I agree - there’s no silver bullet. The only thing that can be shaved off is things that people now statically link or bundle in dll’s for, and maybe 1-2 fewer SIMD/PTX variants.

This will apply to a very small group of vendors/projects, so I’m not sure it’s all that helpful. For example just raising the limit to 1.5 GB or 2 GB for that small group and asking them for a reasonable size PyPI sponsorship to cover the costs will be much more effective for everyone than some complicated redirect mechanism.

And regarding sizes, it sounded like the overall size of PyPI is at least as important as a set file size limit. Setting an overall per-project limit so people are forced to stop uploading nightlies for such large packages (or really, all packages) would have a bigger positive effect than the per-wheel limit. Example: the top project by sum-of-package-size has wheels in the 20-50 MB range, the problem is it does almost daily pre-releases: lalsuite · PyPI.
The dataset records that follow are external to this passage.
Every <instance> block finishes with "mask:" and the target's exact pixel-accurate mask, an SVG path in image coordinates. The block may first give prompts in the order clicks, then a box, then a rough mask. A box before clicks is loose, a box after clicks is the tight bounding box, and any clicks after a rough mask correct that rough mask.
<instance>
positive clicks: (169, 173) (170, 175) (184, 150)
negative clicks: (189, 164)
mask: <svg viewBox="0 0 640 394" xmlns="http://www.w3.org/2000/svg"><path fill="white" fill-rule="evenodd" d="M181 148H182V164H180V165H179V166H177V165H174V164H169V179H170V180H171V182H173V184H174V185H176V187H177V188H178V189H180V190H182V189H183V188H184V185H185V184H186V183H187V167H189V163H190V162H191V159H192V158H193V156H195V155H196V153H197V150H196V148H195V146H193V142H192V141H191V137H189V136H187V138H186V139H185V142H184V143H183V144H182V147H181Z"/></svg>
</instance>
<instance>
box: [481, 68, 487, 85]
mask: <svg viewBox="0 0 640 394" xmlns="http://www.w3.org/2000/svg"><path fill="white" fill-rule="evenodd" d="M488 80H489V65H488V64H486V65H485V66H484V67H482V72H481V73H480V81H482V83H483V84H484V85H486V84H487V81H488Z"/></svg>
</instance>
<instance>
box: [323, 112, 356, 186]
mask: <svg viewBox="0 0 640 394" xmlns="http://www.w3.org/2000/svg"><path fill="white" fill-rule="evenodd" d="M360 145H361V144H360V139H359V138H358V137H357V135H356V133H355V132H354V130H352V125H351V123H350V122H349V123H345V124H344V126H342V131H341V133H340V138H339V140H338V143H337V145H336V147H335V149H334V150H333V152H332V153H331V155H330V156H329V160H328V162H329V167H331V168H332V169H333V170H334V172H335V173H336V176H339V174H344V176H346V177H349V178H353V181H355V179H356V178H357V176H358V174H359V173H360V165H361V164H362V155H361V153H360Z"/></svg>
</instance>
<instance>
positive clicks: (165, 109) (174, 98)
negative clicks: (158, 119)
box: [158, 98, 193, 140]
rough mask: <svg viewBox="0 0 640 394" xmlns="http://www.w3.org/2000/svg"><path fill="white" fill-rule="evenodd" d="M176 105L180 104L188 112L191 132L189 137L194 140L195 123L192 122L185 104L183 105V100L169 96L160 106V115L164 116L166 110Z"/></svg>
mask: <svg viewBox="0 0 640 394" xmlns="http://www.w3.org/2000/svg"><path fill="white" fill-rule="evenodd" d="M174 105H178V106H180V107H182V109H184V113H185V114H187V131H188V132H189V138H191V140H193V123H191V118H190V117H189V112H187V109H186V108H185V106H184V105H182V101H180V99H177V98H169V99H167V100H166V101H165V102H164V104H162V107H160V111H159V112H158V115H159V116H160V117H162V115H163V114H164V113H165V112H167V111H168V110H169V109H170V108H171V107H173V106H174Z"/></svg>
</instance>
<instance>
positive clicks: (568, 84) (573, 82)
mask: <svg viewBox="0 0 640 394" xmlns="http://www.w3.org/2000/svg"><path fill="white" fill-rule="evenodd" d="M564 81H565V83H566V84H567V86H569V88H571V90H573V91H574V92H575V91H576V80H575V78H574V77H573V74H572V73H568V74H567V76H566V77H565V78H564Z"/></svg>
dustin · February 20, 2021, 5:21pm

We already have an overall project size limit, it’s 10GB per project, though we have made some exemptions.

rgommers · February 20, 2021, 7:38pm

Thanks for pointing that out @dustin. It looks like we automatically got limit increases, so I never noticed. I just reduced the total size numpy takes up by 6% by cleaning up some very old pre-releases. We host our nightlies elsewhere, because uploading them to PyPI feels like a bit of an abuse of the system. Out of interest, why don’t you make the largest users of space with pre-releases clean up after themselves, or implement an automatic cleanup policy for dev releases after a given period of time? It looks like this can reduce the size of PyPI by 10-20% fairly quickly.

dustin · February 20, 2021, 8:24pm

We already ask this for projects that have exemptions on total project size, or are close to the 10GB limit.

I think I can speak on behalf of the other PyPI maintainers: generally our goal is for PyPI to have whatever exists on PyPI exist exactly as it was uploaded, ~indefinitely (unless the owner chooses to remove it).

This is why we don’t allow releases to be overwritten, don’t change metadata on existing releases, and don’t have a “cleanup” policy like this. There is undoubtedly some users that such a policy would be disruptive.